The insertion of expressions mixing arithmetic operators and bitwise boolean operators is a widespread protection of sensitive data in source programs. This recent advanced obfuscation technique is one of the less studied among program obfuscations even if it is commonly found in binary code. In this paper, we formally verify in Coq this data obfuscation. It operates over a generic notion of mixed boolean-arithmetic expressions and on properties of bitwise operators operating over machine integers. Our obfuscation performs two kinds of program transformations: rewriting of expressions and insertion of modular inverses. To facilitate its proof of correctness, we define boolean semantic tables, a data structure inspired from truth tables.

Our obfuscation is integrated into the CompCert formally verified compiler where it operates over Clight programs. The automatic extraction of our program obfuscator into OCaml yields a program with competitive results.

This work has been submitted to CPP 2019.

The development has been made with Coq 8.8.2 and OCaml 4.06.1. The sources are available here.

Note: the sources contain a modified version of CompCert 3.4. CompCert also requires the Menhir parser generator. Refer to the CompCert manual for detailed information.

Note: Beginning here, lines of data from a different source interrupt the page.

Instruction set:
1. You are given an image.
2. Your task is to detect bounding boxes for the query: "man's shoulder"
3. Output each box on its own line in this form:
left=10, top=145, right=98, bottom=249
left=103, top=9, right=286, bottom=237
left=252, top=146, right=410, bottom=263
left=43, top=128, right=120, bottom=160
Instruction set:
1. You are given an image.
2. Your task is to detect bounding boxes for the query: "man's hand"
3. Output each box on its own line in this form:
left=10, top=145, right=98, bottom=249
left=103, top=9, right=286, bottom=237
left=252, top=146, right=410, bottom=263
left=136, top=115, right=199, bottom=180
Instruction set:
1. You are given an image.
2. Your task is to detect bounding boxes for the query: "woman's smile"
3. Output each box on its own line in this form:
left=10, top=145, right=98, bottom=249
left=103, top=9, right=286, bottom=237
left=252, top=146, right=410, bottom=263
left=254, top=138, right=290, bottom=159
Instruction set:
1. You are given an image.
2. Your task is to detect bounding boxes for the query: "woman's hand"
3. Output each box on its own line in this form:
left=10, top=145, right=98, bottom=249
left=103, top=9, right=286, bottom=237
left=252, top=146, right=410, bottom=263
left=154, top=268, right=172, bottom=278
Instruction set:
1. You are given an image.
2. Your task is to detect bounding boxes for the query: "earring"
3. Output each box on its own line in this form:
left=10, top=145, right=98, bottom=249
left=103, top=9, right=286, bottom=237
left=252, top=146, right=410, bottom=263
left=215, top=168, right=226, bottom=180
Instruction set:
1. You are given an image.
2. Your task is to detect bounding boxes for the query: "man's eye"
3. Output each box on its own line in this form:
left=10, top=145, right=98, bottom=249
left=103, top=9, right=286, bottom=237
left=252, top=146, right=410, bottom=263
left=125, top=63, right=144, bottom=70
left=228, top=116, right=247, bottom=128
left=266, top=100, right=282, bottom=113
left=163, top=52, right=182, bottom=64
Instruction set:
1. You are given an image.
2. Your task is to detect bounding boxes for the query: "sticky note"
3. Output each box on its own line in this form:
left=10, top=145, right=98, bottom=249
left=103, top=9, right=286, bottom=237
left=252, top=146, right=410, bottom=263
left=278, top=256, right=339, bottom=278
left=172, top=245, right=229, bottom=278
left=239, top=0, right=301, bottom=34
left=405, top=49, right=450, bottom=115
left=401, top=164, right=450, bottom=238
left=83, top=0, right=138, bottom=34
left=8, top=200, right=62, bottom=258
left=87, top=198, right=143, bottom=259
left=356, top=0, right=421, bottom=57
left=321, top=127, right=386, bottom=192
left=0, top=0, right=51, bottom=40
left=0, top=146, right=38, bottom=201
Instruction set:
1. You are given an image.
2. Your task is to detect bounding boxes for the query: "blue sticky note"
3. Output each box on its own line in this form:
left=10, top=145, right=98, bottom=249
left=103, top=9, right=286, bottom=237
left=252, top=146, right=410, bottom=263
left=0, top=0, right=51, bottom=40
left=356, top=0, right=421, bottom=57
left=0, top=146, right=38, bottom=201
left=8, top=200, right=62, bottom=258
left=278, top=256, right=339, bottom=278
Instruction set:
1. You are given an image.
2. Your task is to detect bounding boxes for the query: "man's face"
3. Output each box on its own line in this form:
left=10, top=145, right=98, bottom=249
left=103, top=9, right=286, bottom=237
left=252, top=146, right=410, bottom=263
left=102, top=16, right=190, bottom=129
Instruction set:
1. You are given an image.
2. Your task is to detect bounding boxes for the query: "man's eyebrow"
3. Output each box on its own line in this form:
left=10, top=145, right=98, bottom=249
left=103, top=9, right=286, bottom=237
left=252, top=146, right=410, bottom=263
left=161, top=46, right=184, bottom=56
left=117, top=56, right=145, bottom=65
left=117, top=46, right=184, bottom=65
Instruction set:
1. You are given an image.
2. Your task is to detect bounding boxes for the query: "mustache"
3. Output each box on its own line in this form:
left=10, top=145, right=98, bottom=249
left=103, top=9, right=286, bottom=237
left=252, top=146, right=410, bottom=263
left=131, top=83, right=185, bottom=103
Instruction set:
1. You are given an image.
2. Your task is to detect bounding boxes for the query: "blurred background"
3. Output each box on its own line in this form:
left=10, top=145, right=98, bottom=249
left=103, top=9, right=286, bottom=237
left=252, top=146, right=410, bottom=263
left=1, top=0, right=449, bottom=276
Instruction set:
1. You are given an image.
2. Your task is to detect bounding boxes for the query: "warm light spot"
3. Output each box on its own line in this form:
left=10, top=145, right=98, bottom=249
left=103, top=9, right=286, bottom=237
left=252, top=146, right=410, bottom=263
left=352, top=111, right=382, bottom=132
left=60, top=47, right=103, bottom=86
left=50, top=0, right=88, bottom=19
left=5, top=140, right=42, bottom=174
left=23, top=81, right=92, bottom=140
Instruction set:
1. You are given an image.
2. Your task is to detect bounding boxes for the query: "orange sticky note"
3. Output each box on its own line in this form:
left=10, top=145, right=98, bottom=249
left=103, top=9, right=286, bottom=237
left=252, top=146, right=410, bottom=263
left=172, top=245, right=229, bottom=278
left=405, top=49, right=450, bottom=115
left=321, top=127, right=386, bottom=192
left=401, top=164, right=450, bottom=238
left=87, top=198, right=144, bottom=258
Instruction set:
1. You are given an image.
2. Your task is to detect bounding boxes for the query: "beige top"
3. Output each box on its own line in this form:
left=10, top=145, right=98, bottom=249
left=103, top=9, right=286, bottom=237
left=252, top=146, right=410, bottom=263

- Download and extract the archive:
`tar -xvf CompCert-3.4-obf.tar.xz`

. - Inside the folder, run
`./configure`

with appropriate options (refer to the manual) then`make all`

to:- verify the proofs (this step is CPU-intensive and may take several minutes to complete).
- extract the executable OCaml code.
- compile the modified version of CompCert with the obfuscation based on mixed boolean-arithmetic expression.

- Then, run
`make install`

to install the`ccomp`

executable.

`ccomp file.c -o file -mbaobf cfg.mba`

will compile an obfuscated version of`file.c`

to using the obfuscation intructions in the file`cfg.mba`

.- Adding the option
`-dclight`

will output an obfuscated C version of`file.c`

in`file.light.c`

. - The archive contains two example files :
`test.c`

and`cfg.mba`

. You can run`ccomp test.c -o test -mbaobf cfg.mba -dclight`

at the root of the folder, and observe the obfuscation in the file`test.light.c`

. - In the configuration file (
`cfg.mba`

), each line corresponds to an obfuscation pass, and contains 4 integers :`"a;b;c;d"`

. This intruction will obfuscate the`a`

^{th}expression (Breadth-first search of the AST of the program) using the`b`

^{th}rewrite rule, then introduce the affine function`(2*c+1)x + d`

and its inverse around the freshly obfuscated expression.

The documentation gives a commented listing of the Coq specifications and proofs for the main development files. Proof scripts are folded by default, but can be viewed by clicking on "Proof".

- BooleanDecomposition: useful lemmas for simplification of bitwise operations.
- BinRec: definition of a binary induction principle.
- BooleanSemanticTable: definition of the notion of boolean semantic table.
- MBAexpr: definition of a Mixed Boolean-Arithmetic expression type
- ModularInverse: computation of a modular inverse, using the extended Euclidean algorithm.
- FastModularInverse: computation of a modular inverse, using a fast method.
- EvalDeterminism: additional lemmas over the Clight semantics.
- MBAtoClight: link between MBAexpr and Clight expressions.

- MBAobf: a CompCert compilation pass that obfuscates the program with Mixed Boolean-Arithmetic expressions.
- MBAobfproof: semantic preservation for the MBAobf pass.